We discussed optimal designs of association studies focused on rare variants using high-throughput resequencing under budget constraint. Under a scenario where the cost is proportional to the total number of sequenced bases and only sequencing cases, there are two important characteristics of the optimal design under a constant budget. First, the curve of power versus the number of cases is not smooth, but resembles a sawtooth. Second and more importantly, smoothing the sawtooth tips, the maximum power of detecting associations is achieved at a medium coverage (λ) where the power of calling heterozygous variants R(λ) from sequencing data is suboptimal. Under a second scenario where the cost is proportional to the number of subjects, when assuming sequencing both cases and controls for detecting case-only disruptions, the optimal fraction of cases among sequenced subjects is 1/e.
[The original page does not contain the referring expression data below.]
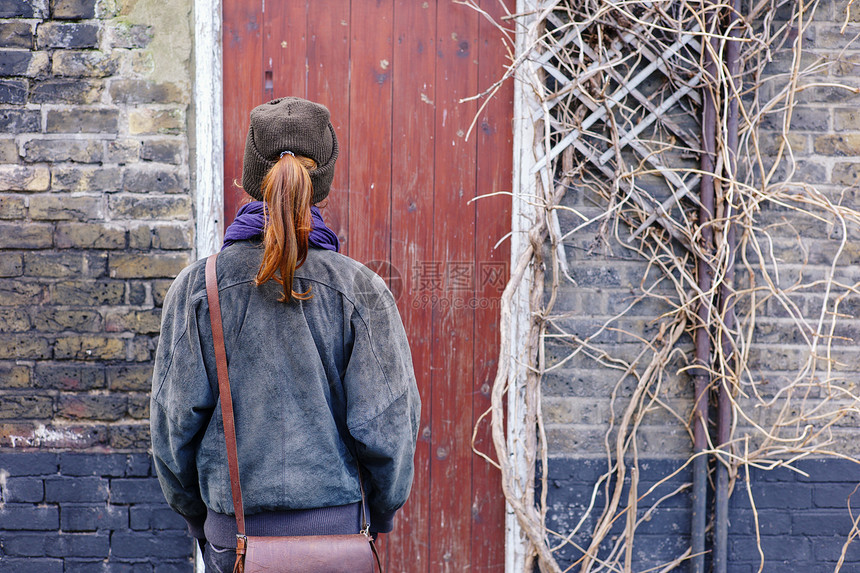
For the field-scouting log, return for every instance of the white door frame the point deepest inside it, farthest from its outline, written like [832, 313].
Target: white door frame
[209, 128]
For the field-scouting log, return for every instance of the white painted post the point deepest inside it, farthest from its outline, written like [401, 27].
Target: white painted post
[209, 132]
[523, 218]
[209, 142]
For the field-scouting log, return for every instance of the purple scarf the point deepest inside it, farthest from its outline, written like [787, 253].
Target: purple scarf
[250, 222]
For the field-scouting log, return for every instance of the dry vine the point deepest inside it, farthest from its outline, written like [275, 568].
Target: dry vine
[631, 145]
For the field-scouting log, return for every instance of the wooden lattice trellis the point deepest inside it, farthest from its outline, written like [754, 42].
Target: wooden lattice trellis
[633, 105]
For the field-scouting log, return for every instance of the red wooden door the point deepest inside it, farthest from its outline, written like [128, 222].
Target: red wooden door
[392, 73]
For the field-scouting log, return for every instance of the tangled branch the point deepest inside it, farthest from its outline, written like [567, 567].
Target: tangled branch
[619, 88]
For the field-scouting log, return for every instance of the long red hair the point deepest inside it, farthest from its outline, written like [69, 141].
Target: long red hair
[287, 191]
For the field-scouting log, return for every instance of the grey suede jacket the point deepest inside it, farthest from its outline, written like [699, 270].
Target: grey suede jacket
[314, 384]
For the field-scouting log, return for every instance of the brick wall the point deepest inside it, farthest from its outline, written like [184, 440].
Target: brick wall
[95, 214]
[804, 520]
[95, 220]
[85, 513]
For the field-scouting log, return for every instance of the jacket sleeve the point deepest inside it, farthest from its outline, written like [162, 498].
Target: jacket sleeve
[383, 405]
[181, 406]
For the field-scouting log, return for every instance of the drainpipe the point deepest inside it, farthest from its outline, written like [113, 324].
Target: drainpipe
[724, 406]
[702, 335]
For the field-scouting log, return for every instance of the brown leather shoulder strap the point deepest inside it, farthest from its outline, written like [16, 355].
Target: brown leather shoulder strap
[224, 390]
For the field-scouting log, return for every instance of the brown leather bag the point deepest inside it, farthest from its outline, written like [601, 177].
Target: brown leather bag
[353, 553]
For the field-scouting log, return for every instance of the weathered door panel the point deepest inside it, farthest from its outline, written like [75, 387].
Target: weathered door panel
[393, 73]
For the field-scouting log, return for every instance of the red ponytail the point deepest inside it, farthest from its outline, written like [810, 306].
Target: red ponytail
[287, 191]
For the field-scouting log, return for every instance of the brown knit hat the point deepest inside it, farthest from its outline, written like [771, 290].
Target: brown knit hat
[289, 124]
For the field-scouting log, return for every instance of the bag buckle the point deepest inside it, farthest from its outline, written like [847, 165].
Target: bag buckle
[241, 543]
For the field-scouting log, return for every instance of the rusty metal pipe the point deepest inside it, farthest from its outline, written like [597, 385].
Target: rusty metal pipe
[727, 302]
[705, 280]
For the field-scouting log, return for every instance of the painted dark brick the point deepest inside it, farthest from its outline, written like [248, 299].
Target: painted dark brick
[135, 491]
[17, 9]
[67, 35]
[836, 495]
[140, 545]
[93, 517]
[24, 490]
[29, 517]
[820, 523]
[16, 34]
[81, 545]
[172, 567]
[796, 536]
[13, 91]
[33, 464]
[148, 517]
[829, 549]
[139, 465]
[76, 489]
[39, 565]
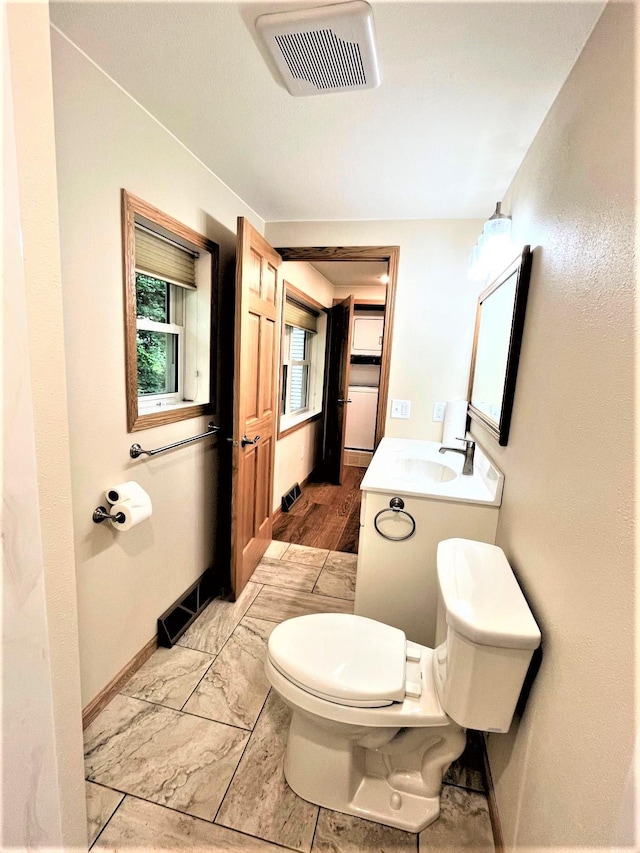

Our analysis of the optimal design assumes using simple collapsing method to test the association of rare variants in the presence of allelic heterogeneity. Although some other methods are better powered under certain conditions (Madsen et al., 2009; Neale et al., 2011; Price et al., 2010; Yi and Zhi, 2011), the collapsing method is often the first statistical test researchers conduct after getting new data. Moreover, it has been showed to be empirically adequate in practice when combined with appropriate functional assessment of the variants (Cohen et al., 2006; Surolia et al., 2010). Our power calculator assumes this test following to traditional calculations that typically focus on a basic scenario and test, rather than a full probabilistic model.
We have implemented a web tool for computing the power under a flexible set of assumptions considering the general cost regime, where both a fixed, per-sample cost and a variable, per coverage price are accrued. This tool could provide investigators means to plan experiments in the practical regimes of budgets and technologies they are facing within their institutions.
Funding: National Science Foundation CAREER 0845677 (to I.P.); National Institute of Health U54CA121852 (to I.P.); International Serious Adverse Event Consortium (to Y.S.).
Conflict of Interest: none declared.